L’entità del dazio da applicare a ogni scaglione verrebbe così a dipendere dal grado di allineamento dei Paesi che ne fanno parte ai dettami e agli interessi statunitensi, come chiarito da Scott Bessent già un semestre prima che Trump lo nominasse segretario al Tesoro. Miran suggerisce l’instaurazione di meccanismi premiali, che assicurino ai Paesi maggiormente inclini ad accogliere le istanze di Washington la possibilità di passare a una fascia tariffaria meno opprimente. Gli Stati più accomodanti otterranno tariffe inferiori e adeguate garanzie di sicurezza, a differenza di quelli recalcitranti che perderanno l’ombrello militare di Washington e saranno chiamati a sostenere l’onere dei dazi statunitensi attraverso la svalutazione monetaria. Nel suo studio, Miran non lascia adito a dubbi: «unire un muro tariffario a un ombrello di sicurezza è una strategia ad alto rischio, ma se funziona offre grandi vantaggi».

Lo si evince dagli accordi commerciali tremendamente penalizzanti imposti dall’amministrazione Trump a Giappone, Corea del Sud e Unione Europea. Intese che, come spiegato da Bessent in persona nel corso di una recente intervista televisiva, impegnano le controparti a riciclare gran parte dei surplus accumulati mediante l’export verso gli Usa in investimenti in aziende statunitensi. I capitali in entrata, ha affermato Bessent, andranno a costituire una sorta di “fondo sovrano” a cui il governo attingerà per promuovere la reindustrializzazione del Paese focalizzata quantomeno nei settori critici. Il segretario al Tesoro parla esplicitamente della necessità di promuovere il “de-risking” dell’economia statunitense, colmando le lacune in materia di approvvigionamento e produzione emerse plasticamente durante la crisi pandemica.

Ne consegue che, qualora trovassero conferma in documenti ufficiali, le indiscrezioni riportate da «Politico» andrebbero a delineare un radicale cambiamento di rotta rispetto alle traiettorie strategiche seguite dagli Stati Uniti nell’ultimo quindicennio, sotto governi sia democratici che repubblicani.

Compreso quello guidato dallo stesso Trump tra il 2017 e il 2021, la cui National Defense Strategy collocava la deterrenza contro la Cina in cima alla scala delle priorità del Pentagono.

Elbridge Colby, coautore della National Defense Strategy per il 2018 e principale artefice della bozza descritta da «Politico», sembra quindi aver abbandonato il suo tradizionale approccio sino-centrico per approdare alle posizioni sposate dal vicepresidente Jd Vance, che intende ridurre drasticamente l’esposizione militare e geostrategica degli Stati Uniti. «I tradizionali impegni assunti dagli Stati Uniti vengono ora messi in discussione», avrebbe riferito una delle tre fonti interpellate da «Politico».

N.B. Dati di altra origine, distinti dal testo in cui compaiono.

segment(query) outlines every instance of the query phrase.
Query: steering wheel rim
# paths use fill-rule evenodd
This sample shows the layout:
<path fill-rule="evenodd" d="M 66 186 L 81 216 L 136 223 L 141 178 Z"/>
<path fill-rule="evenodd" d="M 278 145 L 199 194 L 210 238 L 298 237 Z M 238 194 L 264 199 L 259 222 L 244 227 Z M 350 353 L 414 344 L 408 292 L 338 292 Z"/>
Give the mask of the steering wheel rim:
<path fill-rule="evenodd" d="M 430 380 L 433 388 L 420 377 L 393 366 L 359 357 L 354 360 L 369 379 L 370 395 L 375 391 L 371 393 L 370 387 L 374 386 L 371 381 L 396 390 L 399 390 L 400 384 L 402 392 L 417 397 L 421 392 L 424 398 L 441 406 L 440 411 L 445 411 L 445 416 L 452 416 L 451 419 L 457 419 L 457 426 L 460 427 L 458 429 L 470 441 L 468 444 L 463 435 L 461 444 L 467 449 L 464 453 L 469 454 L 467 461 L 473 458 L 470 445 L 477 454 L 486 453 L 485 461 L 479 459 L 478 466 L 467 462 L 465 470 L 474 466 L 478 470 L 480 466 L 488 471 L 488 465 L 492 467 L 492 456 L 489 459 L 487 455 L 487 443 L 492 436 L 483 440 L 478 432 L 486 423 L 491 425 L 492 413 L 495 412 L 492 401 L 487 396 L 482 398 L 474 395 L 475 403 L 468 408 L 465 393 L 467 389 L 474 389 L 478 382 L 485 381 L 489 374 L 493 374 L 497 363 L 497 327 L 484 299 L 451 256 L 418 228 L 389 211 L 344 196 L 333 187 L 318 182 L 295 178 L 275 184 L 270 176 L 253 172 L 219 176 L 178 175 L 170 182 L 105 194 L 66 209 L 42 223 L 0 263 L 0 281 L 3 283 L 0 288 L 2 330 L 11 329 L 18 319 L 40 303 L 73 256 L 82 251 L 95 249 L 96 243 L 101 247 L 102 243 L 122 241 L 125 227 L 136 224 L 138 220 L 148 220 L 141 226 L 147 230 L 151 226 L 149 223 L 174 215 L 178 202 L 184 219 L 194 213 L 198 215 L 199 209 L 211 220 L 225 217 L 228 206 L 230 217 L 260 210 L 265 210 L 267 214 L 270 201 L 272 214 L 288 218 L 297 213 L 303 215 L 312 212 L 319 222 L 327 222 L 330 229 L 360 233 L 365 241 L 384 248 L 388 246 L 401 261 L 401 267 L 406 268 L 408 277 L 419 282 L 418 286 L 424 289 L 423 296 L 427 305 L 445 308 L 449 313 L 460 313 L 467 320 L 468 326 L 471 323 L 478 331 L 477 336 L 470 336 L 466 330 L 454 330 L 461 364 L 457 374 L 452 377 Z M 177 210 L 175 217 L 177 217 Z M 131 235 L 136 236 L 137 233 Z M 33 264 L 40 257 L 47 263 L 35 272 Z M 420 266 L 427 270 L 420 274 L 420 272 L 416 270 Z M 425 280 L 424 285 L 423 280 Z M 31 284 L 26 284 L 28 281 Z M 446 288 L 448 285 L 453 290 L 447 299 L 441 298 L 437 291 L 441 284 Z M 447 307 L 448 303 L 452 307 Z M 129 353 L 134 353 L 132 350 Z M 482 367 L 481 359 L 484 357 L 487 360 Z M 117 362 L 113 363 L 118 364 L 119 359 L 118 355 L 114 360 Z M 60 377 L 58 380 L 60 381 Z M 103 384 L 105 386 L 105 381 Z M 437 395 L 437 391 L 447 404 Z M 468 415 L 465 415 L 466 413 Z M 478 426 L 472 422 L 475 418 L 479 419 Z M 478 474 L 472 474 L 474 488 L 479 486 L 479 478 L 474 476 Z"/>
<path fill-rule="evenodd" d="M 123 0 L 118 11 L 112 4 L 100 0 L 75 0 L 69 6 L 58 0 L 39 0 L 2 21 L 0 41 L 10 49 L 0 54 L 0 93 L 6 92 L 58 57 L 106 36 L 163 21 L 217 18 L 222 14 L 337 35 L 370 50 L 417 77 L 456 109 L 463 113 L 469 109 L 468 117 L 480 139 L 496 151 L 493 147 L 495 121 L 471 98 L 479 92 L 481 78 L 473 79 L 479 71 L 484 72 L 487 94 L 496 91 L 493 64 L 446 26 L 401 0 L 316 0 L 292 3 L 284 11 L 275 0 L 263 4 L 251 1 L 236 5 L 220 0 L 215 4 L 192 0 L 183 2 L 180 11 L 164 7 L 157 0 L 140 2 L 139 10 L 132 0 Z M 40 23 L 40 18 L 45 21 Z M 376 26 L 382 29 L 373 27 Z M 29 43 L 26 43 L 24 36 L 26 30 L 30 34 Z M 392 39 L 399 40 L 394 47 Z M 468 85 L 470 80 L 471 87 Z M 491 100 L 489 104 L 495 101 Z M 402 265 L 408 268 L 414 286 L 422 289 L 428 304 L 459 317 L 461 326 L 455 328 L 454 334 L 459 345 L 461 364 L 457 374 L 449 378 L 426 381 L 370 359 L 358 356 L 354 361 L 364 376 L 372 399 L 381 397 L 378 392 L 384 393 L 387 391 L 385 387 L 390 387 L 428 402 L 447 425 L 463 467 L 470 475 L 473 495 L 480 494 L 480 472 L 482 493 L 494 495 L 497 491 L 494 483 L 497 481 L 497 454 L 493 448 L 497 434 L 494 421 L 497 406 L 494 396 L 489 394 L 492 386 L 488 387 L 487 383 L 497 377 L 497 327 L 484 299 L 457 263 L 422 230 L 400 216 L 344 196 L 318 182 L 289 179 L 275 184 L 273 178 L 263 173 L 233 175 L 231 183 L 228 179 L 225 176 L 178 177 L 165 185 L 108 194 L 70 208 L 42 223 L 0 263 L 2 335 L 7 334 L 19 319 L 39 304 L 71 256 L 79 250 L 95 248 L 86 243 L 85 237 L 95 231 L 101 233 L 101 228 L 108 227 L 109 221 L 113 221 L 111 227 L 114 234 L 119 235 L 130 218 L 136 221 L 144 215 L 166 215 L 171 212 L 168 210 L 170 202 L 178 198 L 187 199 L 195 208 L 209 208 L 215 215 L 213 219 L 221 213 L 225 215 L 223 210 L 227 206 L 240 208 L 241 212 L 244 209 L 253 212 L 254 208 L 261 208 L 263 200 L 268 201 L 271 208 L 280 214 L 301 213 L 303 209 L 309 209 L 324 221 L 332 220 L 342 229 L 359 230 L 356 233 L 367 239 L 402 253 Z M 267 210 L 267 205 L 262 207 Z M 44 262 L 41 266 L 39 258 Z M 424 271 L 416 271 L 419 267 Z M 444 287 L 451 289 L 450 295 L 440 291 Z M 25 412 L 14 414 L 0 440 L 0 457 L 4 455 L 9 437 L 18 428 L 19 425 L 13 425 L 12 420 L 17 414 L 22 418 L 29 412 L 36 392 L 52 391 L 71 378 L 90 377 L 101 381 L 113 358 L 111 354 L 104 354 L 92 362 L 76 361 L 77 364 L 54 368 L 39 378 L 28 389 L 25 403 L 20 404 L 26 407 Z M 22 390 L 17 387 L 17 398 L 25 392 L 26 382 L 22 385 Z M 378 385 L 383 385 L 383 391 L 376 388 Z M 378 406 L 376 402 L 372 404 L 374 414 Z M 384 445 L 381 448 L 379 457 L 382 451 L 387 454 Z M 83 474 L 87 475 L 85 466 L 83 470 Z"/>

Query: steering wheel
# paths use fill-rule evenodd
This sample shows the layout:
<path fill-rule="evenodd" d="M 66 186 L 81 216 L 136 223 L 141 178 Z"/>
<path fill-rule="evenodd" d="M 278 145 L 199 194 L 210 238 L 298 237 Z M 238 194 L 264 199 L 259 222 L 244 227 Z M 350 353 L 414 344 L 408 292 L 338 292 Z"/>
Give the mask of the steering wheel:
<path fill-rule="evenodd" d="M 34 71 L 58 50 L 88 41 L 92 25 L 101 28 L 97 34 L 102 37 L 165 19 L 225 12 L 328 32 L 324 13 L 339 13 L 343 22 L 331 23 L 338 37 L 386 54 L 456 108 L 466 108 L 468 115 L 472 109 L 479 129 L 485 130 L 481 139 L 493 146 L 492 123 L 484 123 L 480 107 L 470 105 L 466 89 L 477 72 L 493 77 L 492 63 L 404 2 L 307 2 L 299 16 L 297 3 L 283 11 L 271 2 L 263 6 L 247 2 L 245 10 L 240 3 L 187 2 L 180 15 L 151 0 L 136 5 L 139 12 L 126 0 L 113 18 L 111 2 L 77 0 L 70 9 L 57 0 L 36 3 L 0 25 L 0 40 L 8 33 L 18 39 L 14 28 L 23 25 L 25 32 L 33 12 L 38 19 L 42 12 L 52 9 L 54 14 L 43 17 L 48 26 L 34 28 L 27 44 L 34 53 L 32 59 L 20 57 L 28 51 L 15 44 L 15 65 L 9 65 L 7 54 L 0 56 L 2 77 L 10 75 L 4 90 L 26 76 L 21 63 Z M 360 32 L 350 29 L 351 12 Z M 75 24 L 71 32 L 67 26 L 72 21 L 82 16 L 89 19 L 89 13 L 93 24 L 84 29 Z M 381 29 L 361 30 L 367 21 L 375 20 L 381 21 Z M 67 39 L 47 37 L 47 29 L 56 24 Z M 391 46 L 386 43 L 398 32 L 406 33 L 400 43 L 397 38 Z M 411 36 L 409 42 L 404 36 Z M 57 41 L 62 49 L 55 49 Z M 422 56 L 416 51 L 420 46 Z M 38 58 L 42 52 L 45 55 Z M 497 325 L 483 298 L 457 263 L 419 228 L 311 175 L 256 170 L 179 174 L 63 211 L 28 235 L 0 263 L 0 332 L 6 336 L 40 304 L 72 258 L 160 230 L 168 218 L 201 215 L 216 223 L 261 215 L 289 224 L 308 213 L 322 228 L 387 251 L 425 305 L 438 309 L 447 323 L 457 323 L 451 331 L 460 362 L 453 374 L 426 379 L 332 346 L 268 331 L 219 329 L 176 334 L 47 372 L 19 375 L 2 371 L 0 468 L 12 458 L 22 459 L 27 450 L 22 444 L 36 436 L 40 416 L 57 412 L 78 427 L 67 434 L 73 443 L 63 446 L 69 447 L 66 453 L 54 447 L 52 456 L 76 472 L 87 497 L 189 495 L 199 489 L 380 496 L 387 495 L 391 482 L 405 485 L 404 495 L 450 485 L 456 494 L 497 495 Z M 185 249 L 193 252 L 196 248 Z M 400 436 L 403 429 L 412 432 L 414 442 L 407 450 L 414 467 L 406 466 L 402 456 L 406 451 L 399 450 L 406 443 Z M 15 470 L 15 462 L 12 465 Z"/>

La realizzazione del mutamento d’approccio previsto dal documento menzionato da «Politico» è inesorabilmente destinata a suscitare pesanti reazioni in seno alle compagini neoconservatrici e sinofobiche incistate in entrambe le principali forze politiche, ma sembra ispirare diverse prese di posizione e provvedimenti concreti dell’amministrazione Trump. A partire dalle rivendicazioni su Groenlandia e Panama; dalle ambizioni annessioniste nei confronti del Canada; dalla mobilitazione della Guardia Nazionale a sostegno delle forze dell’ordine a Washington e Los Angeles; dalla militarizzazione del confine con il Messico; dallo schieramento di navi da guerra e caccia F-35 nei Caraibi e al largo delle coste venezuelane con lo scopo ufficiale di combattere il narcotraffico; dal taglio dei fondi previsti dal programma di sostegno militare ai Paesi baltici.

Segno che il fulcro degli sforzi statunitensi sta spostandosi verso l’emisfero occidentale, conformemente a una riformulazione della Dottrina Monroe di cui la bozza della National Defense Strategy giunta per vie traverse a «Politico» evidenzia gli aspetti fondamentali.